Watching pornography at work during your lunch break is not an offence, Italy's highest court has ruled.
Fiat wanted to sack an employee who was caught watching pornographic DVDs on his laptop.
The
Supreme Court in Rome rejected the judgment of a lower court which had
sanctioned the decision by Fiat, the car manufacturer, to sack a factory
worker who was caught watching pornographic films on his personal
computer during a break in his shift.
The
employee, identified in court documents only as Giuseppe Z, was caught
watching a hardcore DVD on his laptop at a Fiat factory in Termini
Imerese in Sicily in 2008.
A search of his locker revealed two other pornographic DVDs.
The Supreme Court ruled that the worker was free to do what he wanted on his lunch break and should not have been fired.
Judges
in Rome said that he had enjoyed "just a glimpse of the film during a
meal break" and that it had not interfered with the rest of his shift.

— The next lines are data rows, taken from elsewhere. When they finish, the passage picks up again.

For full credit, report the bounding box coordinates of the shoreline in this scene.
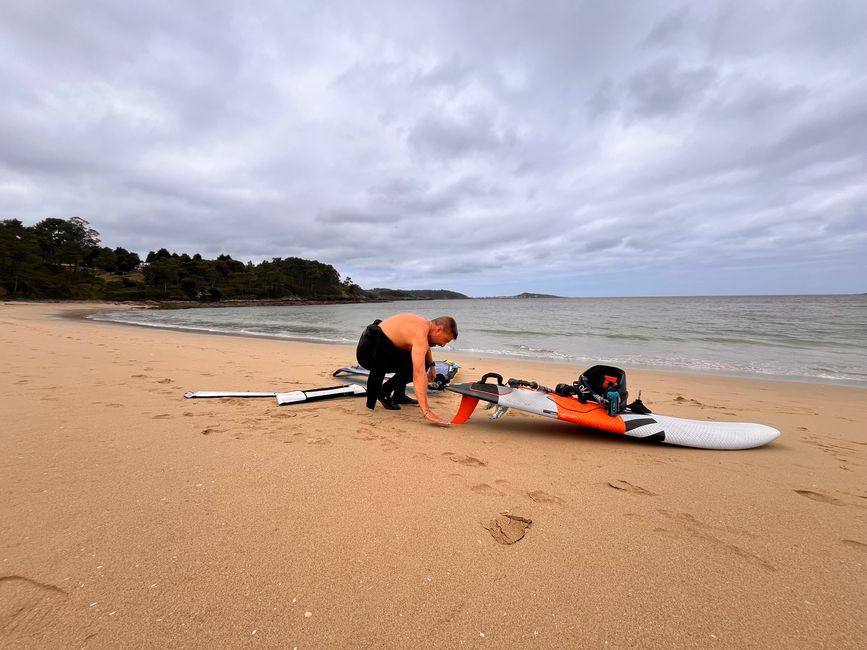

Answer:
[69,303,867,390]
[0,303,867,649]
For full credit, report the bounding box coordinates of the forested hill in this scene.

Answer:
[0,217,461,302]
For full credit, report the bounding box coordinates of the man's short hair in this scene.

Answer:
[433,316,458,341]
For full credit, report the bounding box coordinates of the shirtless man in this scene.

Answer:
[356,314,458,425]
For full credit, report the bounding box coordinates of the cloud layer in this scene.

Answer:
[0,0,867,295]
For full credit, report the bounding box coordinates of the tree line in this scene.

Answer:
[0,217,366,302]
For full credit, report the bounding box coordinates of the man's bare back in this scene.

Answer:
[356,314,457,425]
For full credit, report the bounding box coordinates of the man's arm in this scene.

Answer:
[412,330,449,425]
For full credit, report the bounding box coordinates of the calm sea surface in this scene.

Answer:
[94,295,867,386]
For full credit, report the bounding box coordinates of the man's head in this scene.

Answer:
[428,316,458,346]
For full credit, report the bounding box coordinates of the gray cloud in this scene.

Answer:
[0,0,867,295]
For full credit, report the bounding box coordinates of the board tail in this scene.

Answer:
[277,384,367,406]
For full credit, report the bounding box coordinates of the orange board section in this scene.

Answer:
[452,395,479,424]
[548,393,626,433]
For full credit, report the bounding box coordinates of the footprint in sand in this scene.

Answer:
[608,480,657,497]
[795,490,846,506]
[470,483,506,497]
[443,451,488,467]
[484,512,533,546]
[840,539,867,552]
[0,575,68,636]
[527,490,565,505]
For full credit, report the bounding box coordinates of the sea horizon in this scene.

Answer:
[91,294,867,387]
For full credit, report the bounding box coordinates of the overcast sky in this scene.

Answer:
[0,0,867,296]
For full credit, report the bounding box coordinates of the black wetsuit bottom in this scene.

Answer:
[355,320,412,409]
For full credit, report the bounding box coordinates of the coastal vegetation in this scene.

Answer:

The worker was found watching the porn in an electricity supply room on the factory floor.
The protracted legal case began in 2010 when a court in Sicily upheld Fiat's decision to dismiss the man.
But
the judgment was overturned in 2011 by a court of appeal in Palermo,
the regional capital, and its decision has now been confirmed by the
Supreme Court.
The
court in Rome did, however, rule in Fiat's favour in another case –
that of an employee at its factory in Turin who was caught smoking
marijuana during his lunch break.
The judges upheld the company's right to sack him.